Pastoral lease in Western Australia

Yarrabubba Station, often referred to as Yarrabubba, is a pastoral lease that currently operates as a cattle station but has previously operated as a sheep station.

It is located about 66 km south east of Meekatharra and 80 km north east of Cue in the Mid West region of Western Australia. Yarrabubba shares a boundary with Cogla Downs Station. The Yarrabubba impact structure, which takes its name from the property, is found on the margins of the station.

The property was advertised for sale in 1906. At this time it occupied an area of 294000 acre and was stocked with 100 head of cattle. Yarrabubba was equipped with five windmills and 30 wells and divided into two paddocks.
The Nairn brothers, pastoralists from Carnamah, purchased Yarrabubba in 1908.

Sheep were being run at Yarrabubba in 1910 with the station producing wool for the London market. The station had an 8-stand shearing shed and during shearing in 1912 about 6,000 sheep were put over the boards.
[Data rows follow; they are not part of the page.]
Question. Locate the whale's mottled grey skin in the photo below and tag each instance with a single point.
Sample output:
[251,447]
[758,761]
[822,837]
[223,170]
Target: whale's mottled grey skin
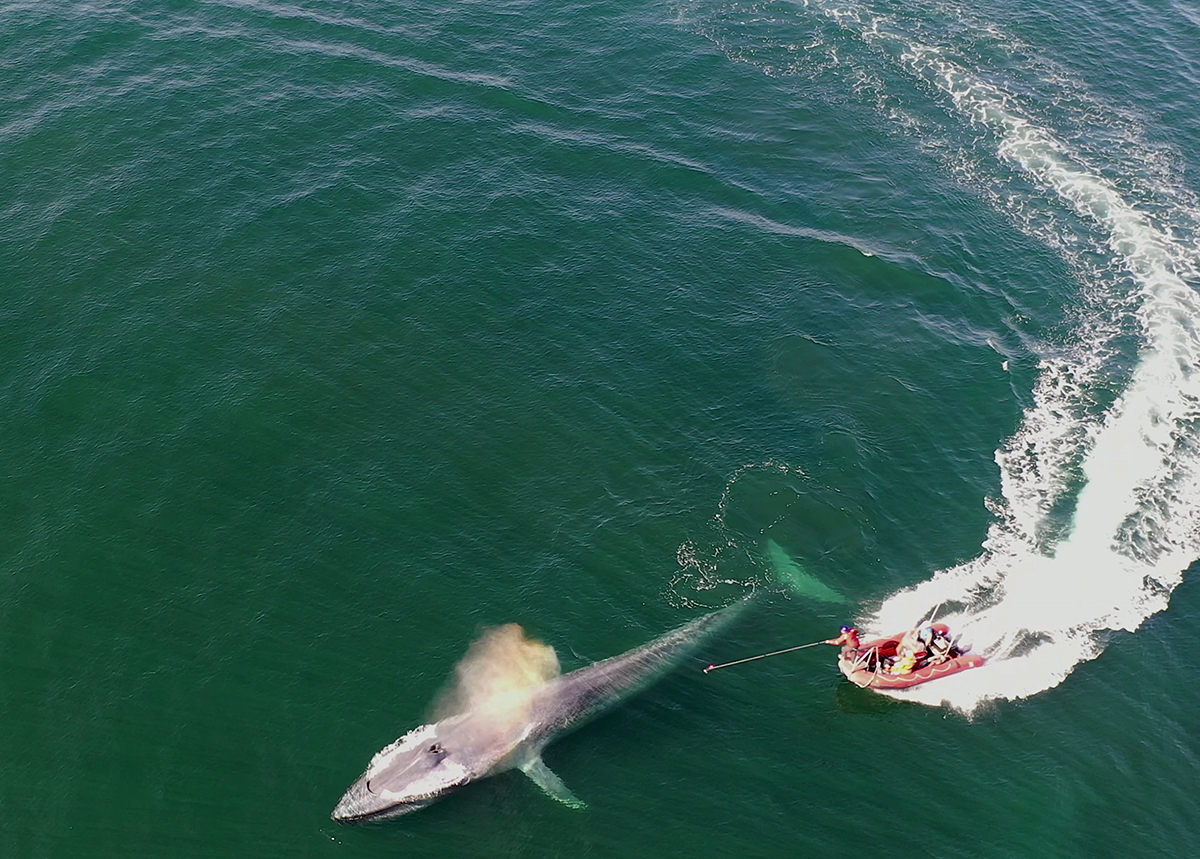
[433,760]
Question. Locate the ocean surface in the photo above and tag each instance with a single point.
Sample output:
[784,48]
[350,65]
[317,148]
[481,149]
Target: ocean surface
[333,334]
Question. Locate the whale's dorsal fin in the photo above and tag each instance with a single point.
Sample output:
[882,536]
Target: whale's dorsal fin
[551,784]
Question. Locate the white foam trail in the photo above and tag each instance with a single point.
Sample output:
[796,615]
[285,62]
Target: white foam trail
[1036,608]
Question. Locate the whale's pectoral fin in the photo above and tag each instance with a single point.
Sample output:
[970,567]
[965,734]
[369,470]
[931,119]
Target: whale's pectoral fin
[551,784]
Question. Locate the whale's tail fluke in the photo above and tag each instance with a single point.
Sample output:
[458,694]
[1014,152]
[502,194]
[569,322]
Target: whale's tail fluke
[791,574]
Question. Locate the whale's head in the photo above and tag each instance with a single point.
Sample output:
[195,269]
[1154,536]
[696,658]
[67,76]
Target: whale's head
[413,772]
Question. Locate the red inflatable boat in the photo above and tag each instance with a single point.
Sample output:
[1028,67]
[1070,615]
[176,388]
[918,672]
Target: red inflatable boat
[870,665]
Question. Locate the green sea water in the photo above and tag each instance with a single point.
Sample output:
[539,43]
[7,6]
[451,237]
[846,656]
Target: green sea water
[336,332]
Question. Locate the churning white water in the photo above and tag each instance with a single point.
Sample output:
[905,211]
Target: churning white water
[1039,602]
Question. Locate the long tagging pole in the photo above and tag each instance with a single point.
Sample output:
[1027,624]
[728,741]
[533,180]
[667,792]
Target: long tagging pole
[751,659]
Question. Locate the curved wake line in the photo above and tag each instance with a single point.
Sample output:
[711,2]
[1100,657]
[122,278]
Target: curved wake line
[1039,610]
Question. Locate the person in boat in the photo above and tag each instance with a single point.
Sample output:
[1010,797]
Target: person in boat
[852,650]
[941,648]
[849,640]
[912,649]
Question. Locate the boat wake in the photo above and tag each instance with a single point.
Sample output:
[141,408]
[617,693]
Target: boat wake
[1099,515]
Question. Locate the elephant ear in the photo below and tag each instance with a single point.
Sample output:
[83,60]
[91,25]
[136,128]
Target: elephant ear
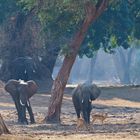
[32,88]
[11,86]
[95,93]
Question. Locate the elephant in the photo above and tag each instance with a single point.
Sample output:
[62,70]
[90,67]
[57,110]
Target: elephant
[82,97]
[23,68]
[21,92]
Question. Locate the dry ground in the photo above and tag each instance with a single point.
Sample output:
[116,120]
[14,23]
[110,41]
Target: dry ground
[121,103]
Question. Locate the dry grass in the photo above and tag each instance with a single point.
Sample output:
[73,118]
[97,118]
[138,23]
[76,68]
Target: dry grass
[122,123]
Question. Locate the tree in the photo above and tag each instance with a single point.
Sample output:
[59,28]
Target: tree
[54,109]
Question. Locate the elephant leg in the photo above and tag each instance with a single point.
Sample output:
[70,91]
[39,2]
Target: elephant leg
[18,108]
[23,113]
[88,112]
[29,108]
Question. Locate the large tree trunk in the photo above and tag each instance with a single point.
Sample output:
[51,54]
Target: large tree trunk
[54,109]
[3,127]
[122,60]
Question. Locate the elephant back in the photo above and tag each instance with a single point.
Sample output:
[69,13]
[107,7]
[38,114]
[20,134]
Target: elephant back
[11,86]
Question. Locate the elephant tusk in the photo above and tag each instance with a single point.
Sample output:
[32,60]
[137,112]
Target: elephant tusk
[22,103]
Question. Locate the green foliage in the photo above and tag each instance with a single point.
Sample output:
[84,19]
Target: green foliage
[8,8]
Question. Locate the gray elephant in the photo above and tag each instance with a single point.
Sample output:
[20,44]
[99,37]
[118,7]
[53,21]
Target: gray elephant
[23,68]
[82,97]
[21,92]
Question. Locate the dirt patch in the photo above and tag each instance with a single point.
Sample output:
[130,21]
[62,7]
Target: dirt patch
[122,105]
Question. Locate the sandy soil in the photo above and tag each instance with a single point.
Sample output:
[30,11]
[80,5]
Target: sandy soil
[123,122]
By 1915 an estimated 9,000 sheep were grazing at Yarrabubba, with the flock increasing to about 13,000 in 1916.

In 1925 the Nairns acquired Leinster Downs Station in the northern Goldfields and stocked it with sheep from Yarrabubba. Shearing at Yarrabubba in 1928 produced a total of 255 bales of wool from a flock of 15,300 sheep.

In 2010 the Howden family owned Yarrabubba. They also owned neighbouring Murchison Downs, which was running 100 cattle in 2009 along with another 300 on Yarrabubba.